بَلْ نَقْذِفُ بِالْحَقِّ عَلَى الْبَاطِلِ فَيَدْمَغُهُ فَاِذَا هُوَ زَاهِقٌۜ وَلَكُمُ الْوَيْلُ مِمَّا تَصِفُونَ
Sıra | Kelime | Anlamı | Kökü |
---|---|---|---|
1 | بَلْ | hayır |
|
2 | نَقْذِفُ | biz atarız |
|
3 | بِالْحَقِّ | hakkı |
|
4 | عَلَى | üstüne |
|
5 | الْبَاطِلِ | batılın |
|
6 | فَيَدْمَغُهُ | onun beynini parçalar |
|
7 | فَإِذَا | derhal |
|
8 | هُوَ | o |
|
9 | زَاهِقٌ | yok olur |
|
10 | وَلَكُمُ | size |
|
11 | الْوَيْلُ | yazıklar olsun |
|
12 | مِمَّا | ötürü |
|
13 | تَصِفُونَ | yakıştırdıklarınızdan |
|
بَلْ نَقْذِفُ بِالْحَقِّ عَلَى الْبَاطِلِ
بَلْ, idrâb ve atıf harfidir. Önce söylenen bir şeyden vazgeçmeyi belirtir. Buna “idrâb (اِضْرَابْ)” denir. "Öyle değil, böyle, fakat, bilakis, belki" anlamlarını ifade eder.
Kendisinden sonra gelen cümle ile iki anlam ifade eder:
1. Kendisinden önceki cümlenin ifade ettiği anlamın doğru olmadığını, doğrusunun sonraki olduğunu ifade etmeye yarar. Bu durumda edata karşılık olarak “oysa, oysaki, halbuki, bilakis, aksine” manaları verilir.

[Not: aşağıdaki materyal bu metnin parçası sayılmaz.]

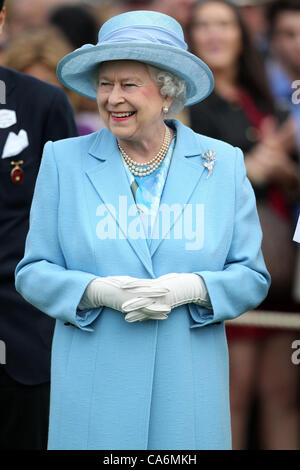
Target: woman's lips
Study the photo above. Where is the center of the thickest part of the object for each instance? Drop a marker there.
(121, 118)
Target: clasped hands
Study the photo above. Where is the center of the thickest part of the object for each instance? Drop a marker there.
(145, 299)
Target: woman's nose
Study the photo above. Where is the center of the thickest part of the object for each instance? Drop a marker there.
(115, 96)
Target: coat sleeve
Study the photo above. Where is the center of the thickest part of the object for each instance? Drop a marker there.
(41, 276)
(244, 281)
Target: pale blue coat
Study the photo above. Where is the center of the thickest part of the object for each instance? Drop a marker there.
(143, 385)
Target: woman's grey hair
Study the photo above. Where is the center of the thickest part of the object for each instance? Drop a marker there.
(169, 85)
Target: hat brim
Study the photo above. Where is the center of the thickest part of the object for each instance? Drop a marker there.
(76, 70)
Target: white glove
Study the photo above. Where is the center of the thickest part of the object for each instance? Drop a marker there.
(183, 288)
(108, 291)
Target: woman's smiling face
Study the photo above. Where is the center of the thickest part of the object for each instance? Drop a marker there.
(129, 100)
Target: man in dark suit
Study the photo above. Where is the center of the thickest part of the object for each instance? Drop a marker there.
(31, 113)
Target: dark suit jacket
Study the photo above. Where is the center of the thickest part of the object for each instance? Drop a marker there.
(44, 112)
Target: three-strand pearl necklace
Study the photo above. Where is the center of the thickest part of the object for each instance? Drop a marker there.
(145, 169)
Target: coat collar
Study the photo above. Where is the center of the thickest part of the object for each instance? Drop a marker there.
(110, 181)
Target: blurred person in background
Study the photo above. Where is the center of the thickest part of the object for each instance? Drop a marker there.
(27, 14)
(37, 52)
(178, 9)
(80, 26)
(241, 111)
(284, 64)
(283, 69)
(33, 113)
(253, 13)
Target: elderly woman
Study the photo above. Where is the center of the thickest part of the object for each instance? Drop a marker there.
(144, 238)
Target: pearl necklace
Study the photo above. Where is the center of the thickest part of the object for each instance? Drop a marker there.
(137, 168)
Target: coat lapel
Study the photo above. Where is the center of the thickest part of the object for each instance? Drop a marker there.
(184, 175)
(110, 181)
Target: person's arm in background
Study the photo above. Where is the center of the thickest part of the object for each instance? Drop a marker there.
(60, 122)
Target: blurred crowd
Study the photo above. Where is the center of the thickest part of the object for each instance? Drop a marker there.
(253, 50)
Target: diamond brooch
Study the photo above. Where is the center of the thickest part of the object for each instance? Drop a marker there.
(209, 160)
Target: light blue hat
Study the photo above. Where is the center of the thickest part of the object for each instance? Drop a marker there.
(145, 36)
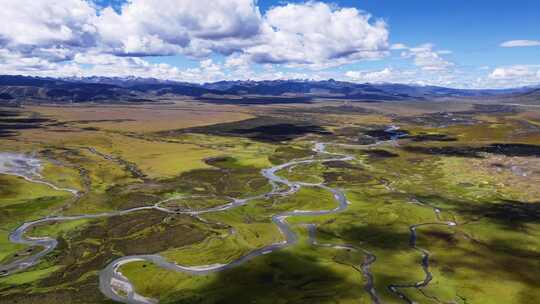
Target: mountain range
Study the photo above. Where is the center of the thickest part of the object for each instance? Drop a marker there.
(20, 89)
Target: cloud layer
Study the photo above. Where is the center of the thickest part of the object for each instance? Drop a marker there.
(231, 39)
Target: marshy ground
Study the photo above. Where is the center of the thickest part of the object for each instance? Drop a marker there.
(474, 164)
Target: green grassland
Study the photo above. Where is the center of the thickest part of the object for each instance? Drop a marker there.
(480, 171)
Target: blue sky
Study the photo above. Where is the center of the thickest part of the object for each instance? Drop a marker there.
(478, 44)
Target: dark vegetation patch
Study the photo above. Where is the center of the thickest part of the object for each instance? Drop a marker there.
(385, 237)
(380, 154)
(285, 154)
(422, 137)
(438, 120)
(265, 129)
(493, 109)
(338, 164)
(281, 276)
(11, 121)
(512, 214)
(119, 236)
(111, 238)
(340, 110)
(444, 119)
(346, 178)
(386, 134)
(374, 134)
(89, 121)
(476, 152)
(223, 162)
(230, 182)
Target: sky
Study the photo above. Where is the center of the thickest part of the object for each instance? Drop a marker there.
(452, 43)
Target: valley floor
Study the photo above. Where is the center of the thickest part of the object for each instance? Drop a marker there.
(329, 202)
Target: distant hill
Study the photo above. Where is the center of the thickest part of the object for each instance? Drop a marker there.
(133, 89)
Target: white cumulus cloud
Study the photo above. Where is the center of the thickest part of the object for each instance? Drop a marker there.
(318, 35)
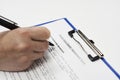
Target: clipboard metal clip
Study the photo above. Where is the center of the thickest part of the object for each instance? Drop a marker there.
(90, 43)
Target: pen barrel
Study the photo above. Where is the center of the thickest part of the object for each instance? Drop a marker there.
(91, 45)
(8, 24)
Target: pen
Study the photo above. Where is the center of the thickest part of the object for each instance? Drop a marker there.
(11, 25)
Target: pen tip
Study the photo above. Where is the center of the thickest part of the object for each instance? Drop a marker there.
(51, 44)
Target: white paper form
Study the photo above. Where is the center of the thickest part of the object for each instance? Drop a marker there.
(64, 61)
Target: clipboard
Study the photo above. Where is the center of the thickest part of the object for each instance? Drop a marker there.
(90, 43)
(93, 58)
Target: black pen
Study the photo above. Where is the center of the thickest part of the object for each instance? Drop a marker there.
(11, 25)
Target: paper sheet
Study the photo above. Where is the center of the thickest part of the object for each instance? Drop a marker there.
(65, 61)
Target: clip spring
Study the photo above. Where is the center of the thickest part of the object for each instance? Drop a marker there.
(90, 43)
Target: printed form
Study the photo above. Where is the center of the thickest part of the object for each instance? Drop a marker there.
(64, 61)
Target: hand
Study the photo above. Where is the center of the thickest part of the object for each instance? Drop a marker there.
(20, 47)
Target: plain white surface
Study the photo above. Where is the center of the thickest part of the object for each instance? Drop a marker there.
(98, 19)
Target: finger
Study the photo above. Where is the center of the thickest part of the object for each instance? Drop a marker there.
(3, 33)
(40, 45)
(39, 33)
(36, 55)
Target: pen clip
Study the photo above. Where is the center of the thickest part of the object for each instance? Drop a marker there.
(8, 20)
(90, 43)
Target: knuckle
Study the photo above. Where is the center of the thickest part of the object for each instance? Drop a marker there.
(45, 46)
(23, 31)
(23, 46)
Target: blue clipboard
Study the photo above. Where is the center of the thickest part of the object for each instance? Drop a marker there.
(74, 28)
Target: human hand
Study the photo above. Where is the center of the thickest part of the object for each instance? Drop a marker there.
(20, 47)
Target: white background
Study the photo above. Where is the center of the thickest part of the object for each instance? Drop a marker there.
(98, 19)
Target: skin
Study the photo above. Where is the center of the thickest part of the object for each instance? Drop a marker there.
(19, 48)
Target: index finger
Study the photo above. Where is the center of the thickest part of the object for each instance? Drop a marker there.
(39, 33)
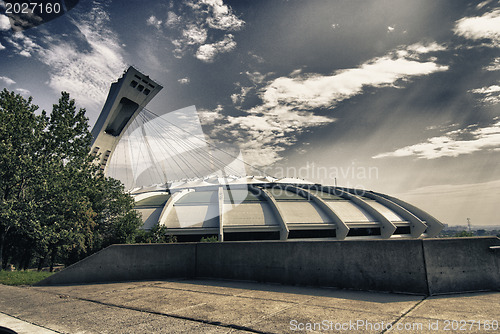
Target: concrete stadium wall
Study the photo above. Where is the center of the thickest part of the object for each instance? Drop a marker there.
(421, 266)
(129, 263)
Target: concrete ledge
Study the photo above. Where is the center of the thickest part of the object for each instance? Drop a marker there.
(128, 263)
(420, 266)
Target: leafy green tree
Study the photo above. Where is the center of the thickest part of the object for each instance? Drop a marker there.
(20, 133)
(53, 200)
(158, 234)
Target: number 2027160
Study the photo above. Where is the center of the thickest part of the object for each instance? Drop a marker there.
(33, 7)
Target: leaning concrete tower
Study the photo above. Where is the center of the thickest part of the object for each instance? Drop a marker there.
(126, 98)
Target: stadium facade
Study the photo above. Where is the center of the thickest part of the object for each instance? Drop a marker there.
(234, 208)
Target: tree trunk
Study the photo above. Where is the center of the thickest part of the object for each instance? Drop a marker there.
(53, 254)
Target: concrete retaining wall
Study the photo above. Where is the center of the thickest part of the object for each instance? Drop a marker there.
(422, 266)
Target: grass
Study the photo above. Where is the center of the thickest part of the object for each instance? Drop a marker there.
(22, 277)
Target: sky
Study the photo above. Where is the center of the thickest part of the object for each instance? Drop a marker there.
(400, 97)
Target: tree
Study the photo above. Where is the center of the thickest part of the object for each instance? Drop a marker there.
(54, 200)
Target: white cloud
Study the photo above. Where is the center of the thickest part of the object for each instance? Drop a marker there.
(453, 203)
(426, 48)
(222, 17)
(198, 22)
(452, 144)
(172, 19)
(494, 65)
(24, 45)
(486, 26)
(490, 95)
(7, 81)
(324, 91)
(23, 91)
(4, 23)
(85, 74)
(208, 52)
(195, 35)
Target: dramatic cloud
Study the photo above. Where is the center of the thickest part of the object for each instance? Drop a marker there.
(153, 21)
(24, 45)
(7, 81)
(486, 26)
(198, 32)
(490, 95)
(23, 91)
(452, 144)
(4, 23)
(222, 17)
(494, 65)
(194, 35)
(86, 73)
(320, 91)
(289, 103)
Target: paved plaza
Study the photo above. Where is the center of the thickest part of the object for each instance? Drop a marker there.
(209, 306)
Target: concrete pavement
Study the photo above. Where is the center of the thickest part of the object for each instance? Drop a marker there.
(209, 306)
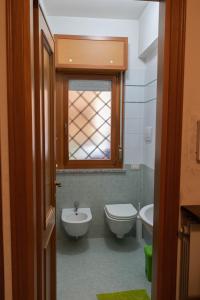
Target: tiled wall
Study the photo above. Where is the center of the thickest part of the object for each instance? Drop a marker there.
(94, 190)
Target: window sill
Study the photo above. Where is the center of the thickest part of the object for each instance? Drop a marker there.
(91, 171)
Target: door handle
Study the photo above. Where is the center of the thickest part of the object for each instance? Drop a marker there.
(58, 184)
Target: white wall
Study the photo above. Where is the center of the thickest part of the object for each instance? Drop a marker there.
(148, 28)
(138, 89)
(134, 84)
(150, 97)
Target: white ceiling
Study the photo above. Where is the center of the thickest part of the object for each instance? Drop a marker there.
(113, 9)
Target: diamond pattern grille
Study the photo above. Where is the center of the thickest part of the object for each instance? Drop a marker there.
(89, 125)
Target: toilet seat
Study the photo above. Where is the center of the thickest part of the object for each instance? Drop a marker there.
(121, 212)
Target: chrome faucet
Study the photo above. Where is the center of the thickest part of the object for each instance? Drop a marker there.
(76, 206)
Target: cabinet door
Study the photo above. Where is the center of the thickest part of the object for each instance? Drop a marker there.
(91, 53)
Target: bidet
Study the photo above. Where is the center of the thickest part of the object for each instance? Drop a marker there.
(76, 222)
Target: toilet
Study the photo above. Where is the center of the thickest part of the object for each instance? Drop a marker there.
(120, 218)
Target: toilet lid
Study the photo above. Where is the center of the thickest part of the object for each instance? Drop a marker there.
(121, 211)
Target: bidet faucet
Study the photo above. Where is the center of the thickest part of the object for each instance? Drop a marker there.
(76, 206)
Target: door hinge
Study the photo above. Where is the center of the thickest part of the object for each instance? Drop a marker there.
(184, 232)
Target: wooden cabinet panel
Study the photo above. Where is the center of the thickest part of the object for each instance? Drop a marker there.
(77, 52)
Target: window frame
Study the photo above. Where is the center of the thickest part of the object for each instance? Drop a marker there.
(62, 153)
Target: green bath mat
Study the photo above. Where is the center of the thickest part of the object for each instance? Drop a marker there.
(127, 295)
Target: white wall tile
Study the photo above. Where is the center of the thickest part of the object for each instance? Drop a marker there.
(133, 148)
(134, 94)
(135, 76)
(133, 110)
(133, 125)
(150, 91)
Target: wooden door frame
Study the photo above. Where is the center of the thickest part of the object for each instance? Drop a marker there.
(22, 147)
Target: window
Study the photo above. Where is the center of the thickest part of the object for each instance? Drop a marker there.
(88, 108)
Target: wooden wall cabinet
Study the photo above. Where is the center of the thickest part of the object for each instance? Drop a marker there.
(98, 53)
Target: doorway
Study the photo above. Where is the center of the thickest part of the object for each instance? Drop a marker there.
(165, 184)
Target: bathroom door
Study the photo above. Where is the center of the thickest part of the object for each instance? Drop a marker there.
(45, 169)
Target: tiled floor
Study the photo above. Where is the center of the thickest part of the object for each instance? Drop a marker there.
(87, 267)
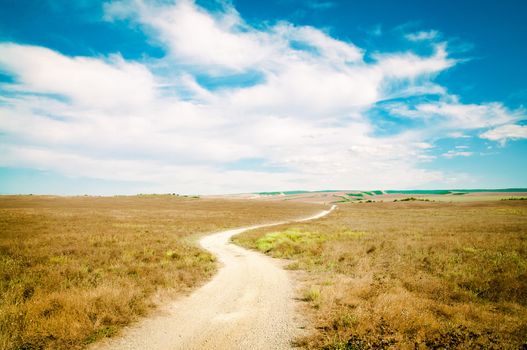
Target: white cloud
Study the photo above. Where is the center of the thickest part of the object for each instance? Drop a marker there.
(455, 115)
(452, 154)
(422, 35)
(89, 81)
(120, 119)
(409, 65)
(506, 132)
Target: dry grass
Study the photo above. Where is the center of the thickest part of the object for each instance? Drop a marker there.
(73, 270)
(410, 275)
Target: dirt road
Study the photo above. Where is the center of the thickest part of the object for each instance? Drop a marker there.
(247, 305)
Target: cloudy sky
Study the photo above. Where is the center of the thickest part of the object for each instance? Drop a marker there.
(140, 96)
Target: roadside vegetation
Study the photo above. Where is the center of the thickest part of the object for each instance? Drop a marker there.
(76, 269)
(410, 274)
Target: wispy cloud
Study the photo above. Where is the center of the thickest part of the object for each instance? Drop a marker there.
(157, 122)
(422, 35)
(453, 153)
(506, 132)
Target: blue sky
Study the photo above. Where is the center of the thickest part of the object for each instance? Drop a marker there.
(137, 96)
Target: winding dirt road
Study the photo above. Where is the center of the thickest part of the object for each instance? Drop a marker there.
(247, 305)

2. Bir maksattan başka bir maksada veya bir konudan diğer bir konuya geçiş için kullanılır. Burada yukarıda olduğu gibi bir iddiayı çürütmek ve doğrusunu belirtmek için değil de bir konudan başka bir konuya geçiş içindir. (Arapça Dilbilgisi Ayetlerle Nahiv Bilgisi)
نَقْذِفُ merfû muzari fiildir. Faili müstetir olup takdiri نحن ’dur. بِالْحَقِّ car mecruru نَقْذِفُ fiiline müteallıktır. عَلَى الْبَاطِلِ car mecruru نَقْذِفُ fiiline müteallıktır.
الْبَاطِلِ kelimesi, sülasi mücerredi olan fiilin ism-i failidir.
İsm-i fail; eylemi yapan ve gerçekleştiren demektir. Geçici olarak o sıfatı yüklenen isimdir. İsm-i fail; hem varlığa (zata) hem de onun sıfatına delalet eden kelimelerdir. (Arapça Dilbilgisi Ayetlerle Nahiv Bilgisi)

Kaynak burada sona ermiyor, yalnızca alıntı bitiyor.